Pero el bloqueo en serio, el que dolía, era el fluvial porque Buenos Aires vivía del comercio de ultramar y sin barcos entrando y saliendo la Aduana se llenaba de moscas y los comerciantes se aburrían. Todo el mundo, y sobre todo Urquiza, sabía esto por el bloqueo de la guerra con el Brasil y por el francés de 1839, con lo que el president puso al mando de Coe los ocho buques armados que tenía, incluyendo tres vapores, nada menos.
Coe, al principio, se lució y le dio una regia paliza a la escuadra porteña en Martín García. La provincia rebelde se dió cuenta que no tenía con qué forzar el bloqueo, tema preocupante. Pero los nuevos gobernantes no eran ni zonzos ni ángeles, y enseguida notaron algo raro, que de cada tantos barcos que llegaban, algunos pasaban. Para mayo de 1853, ya iban ochenta barcos de cabotaje y del extranjero que habían pasado el bloqueo, y ya había una queja formal, la de un capitán norteamericano indignado porque le habían pedido una coima para entrar. Uno de los marinos de Coe, Thomas Page, contó en sus memorias cómo se divertían maniobrando para que el comandante pudiera decir que los barcos coimeados se le habían escapado.
El jefe de escuadra coimeaba, en parte, porque los sueldos de las tripulaciones no llegaban y faltaban hasta alimentos. Pero eso era en parte, porque había coimas en oro y Coe se guardaba casi todo. Con lo que los secesionistas entendieron cómo había que levantar el bloqueo y, de paso, comprarse una flota nueva. Plata no faltaba, porque el Estado de Buenos Aires acababa de emitir buenos dineros respaldado por las futuras rentas aduaneras.
No se sabe cómo fue la negociación ni quién el intermediario, pero el 18 de junio de 1853 apareció en la costa de Palermo el velero El Rayo y, a la tarde, el bergantín Federal. El 20 madrugó el Enigma y para la nochecita se entregaban los vapores Correo, Merced y Constitución, el bergantín Maipú y el buque Once de Septiembre. El bloqueo había terminado y el Estado de Buenos Aires tenía ocho buques más a su servicio.
Coe, a todo esto, se había subido a una fragata norteamericana que de casualidad estaba en el estuario. El coimero, parece, sobornó al colega para que le diera asilo, cosa que el coimeado pagó meses después con una corte marcial en Estados Unidos. Para ese entonces, Coe estaba con sus oros y sus pesos en Montevideo.

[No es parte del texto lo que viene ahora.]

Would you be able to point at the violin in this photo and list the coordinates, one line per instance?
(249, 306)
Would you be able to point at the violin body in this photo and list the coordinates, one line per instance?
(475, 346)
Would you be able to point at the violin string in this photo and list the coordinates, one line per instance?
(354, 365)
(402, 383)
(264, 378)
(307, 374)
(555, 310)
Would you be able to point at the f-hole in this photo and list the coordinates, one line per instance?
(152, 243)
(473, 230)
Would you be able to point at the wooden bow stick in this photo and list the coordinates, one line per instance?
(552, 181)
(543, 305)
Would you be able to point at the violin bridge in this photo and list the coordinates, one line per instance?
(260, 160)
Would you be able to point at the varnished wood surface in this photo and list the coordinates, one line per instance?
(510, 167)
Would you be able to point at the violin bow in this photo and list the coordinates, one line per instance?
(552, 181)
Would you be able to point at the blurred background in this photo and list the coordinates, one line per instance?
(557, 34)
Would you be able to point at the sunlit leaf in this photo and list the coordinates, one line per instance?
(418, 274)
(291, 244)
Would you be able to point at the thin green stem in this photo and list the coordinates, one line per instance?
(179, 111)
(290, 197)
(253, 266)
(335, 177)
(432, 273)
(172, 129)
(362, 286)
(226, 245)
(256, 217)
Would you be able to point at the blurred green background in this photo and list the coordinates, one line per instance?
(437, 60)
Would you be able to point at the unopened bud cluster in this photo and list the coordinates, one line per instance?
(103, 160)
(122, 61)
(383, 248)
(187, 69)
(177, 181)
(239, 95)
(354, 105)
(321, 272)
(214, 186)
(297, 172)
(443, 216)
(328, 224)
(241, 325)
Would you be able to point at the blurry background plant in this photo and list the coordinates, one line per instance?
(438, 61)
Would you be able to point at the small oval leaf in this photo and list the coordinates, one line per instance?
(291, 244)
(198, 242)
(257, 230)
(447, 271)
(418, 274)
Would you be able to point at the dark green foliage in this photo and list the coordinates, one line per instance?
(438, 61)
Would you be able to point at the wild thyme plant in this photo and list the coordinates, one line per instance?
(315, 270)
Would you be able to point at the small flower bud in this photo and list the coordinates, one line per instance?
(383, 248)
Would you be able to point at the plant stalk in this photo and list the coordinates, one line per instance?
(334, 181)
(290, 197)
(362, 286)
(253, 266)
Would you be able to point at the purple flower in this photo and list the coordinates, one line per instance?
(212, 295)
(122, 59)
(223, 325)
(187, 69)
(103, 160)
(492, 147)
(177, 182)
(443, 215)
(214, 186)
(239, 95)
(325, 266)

Muchos años después, el historiador platense Carlos Heras encontró en el archivo histórico de la provincia la liquidación de la coima, coquetamente titulada "premios a la escuadra enemiga" y firmada nada menos que por el general José María Paz, el legendario Manco, como ministro de Guerra del Estado de Buenos Aires. Coe se había llevado un millón de pesos papel y 3000 onzas de oro, que era otro millón. El comandante del mayor buque había cobrado sus dos millones, pero en papel, y el del siguiente en tamaño un milloncito redondo, con los bergantines costando cifras menores. En el acta hasta se detallaba que los comandantes habían repartido entre las tripulaciones más o menos la cuarta parte del soborno.
Coe pasó un tiempo en Montevideo, volvió a Estados Unidos y se fue apenas se enteró del juicio al colega que coimeó. Volvió a Buenos Aires y disfrutó sus patacones hasta que se murió en 1865, con 57 cumplidos. El Estado de Buenos Aires volvió a la república recién en 1861, después de ganarle la batalla de Pavón a "los trece ranchos".